---
base_model:
- Qwen/Qwen3.6-35B-A3B
tags:
- qwen
- fp8
- vllm
- compressed-tensors
name: RedHatAI/Qwen3.6-35B-A3B-FP8-dynamic
---

# FP8 Quantized RedHatAI/Qwen3.6-35B-A3B-FP8-dynamic

This is a preliminary version (and subject to change) of FP8 quantized [Qwen/Qwen3.6-35B-A3B ](https://huggingface.co/Qwen/Qwen3.6-35B-A3B ) model. 
The model has both weights and activations quantized to FP8 with [vllm-project/llm-compressor](https://github.com/vllm-project/llm-compressor).

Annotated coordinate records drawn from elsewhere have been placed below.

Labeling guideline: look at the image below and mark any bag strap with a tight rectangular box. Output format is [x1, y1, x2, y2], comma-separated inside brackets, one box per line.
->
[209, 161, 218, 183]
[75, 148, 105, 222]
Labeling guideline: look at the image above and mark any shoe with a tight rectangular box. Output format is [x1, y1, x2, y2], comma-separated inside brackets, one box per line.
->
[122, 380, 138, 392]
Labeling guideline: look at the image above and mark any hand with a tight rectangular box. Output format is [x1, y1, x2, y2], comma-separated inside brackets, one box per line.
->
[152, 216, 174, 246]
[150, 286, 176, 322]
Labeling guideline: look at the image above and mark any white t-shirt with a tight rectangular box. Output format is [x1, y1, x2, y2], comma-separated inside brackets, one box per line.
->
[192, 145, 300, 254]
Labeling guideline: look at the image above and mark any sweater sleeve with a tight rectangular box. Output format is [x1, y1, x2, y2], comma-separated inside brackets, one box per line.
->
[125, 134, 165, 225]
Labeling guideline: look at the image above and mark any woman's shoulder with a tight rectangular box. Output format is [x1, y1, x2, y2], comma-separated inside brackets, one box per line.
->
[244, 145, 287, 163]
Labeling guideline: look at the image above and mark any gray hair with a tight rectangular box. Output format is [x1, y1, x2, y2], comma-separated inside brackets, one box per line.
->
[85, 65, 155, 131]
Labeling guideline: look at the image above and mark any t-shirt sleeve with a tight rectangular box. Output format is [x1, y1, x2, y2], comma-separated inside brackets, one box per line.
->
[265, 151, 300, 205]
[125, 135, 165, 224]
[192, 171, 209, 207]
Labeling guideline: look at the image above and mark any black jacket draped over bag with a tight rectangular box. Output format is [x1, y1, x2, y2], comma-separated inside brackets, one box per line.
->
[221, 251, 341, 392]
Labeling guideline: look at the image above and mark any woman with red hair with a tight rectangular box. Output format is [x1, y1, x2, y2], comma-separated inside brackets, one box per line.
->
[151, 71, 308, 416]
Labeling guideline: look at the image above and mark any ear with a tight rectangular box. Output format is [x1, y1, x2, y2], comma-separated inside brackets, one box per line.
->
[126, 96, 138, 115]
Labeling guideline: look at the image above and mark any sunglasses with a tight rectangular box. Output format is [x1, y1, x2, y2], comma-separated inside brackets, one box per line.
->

It is compatible and tested against vllm main. Deploy it with: `vllm serve RedHatAI/Qwen3.6-35B-A3B-FP8-dynamic --reasoning-parser qwen3`


# Preliminary Evaluations

1) GSM8K Platinum:
```
lm_eval --model local-chat-completions \
  --tasks gsm8k_platinum_cot_llama \
  --model_args "model=RedHatAI/Qwen3.6-35B-A3B-FP8-dynamic,max_length=262144,base_url=http://0.0.0.0:8000/v1/chat/completions,num_concurrent=128,max_retries=3,tokenized_requests=False,tokenizer_backend=None,timeout=1200" \
  --num_fewshot 0 \
  --apply_chat_template \
  --gen_kwargs "do_sample=True,temperature=1.0,top_p=0.95,top_k=20,min_p=0.0,max_gen_toks=64000,presence_penalty=1.5,repetition_penalty=1.0,seed=5678"


```

Recovery:

|          | Qwen/Qwen3.6-35B-A3B | RedHatAI/Qwen3.6-35B-A3B-FP8-dynamic<br> (this model) |
| -------- | :--------------------: | :------------------------------------: |
| Accuracy | 95.86                 | 96.44                                   |
| Recovery | \-                     | 100.60%                                  |


**Note**: More rigorous evaluations are currently in progress and will be available soon.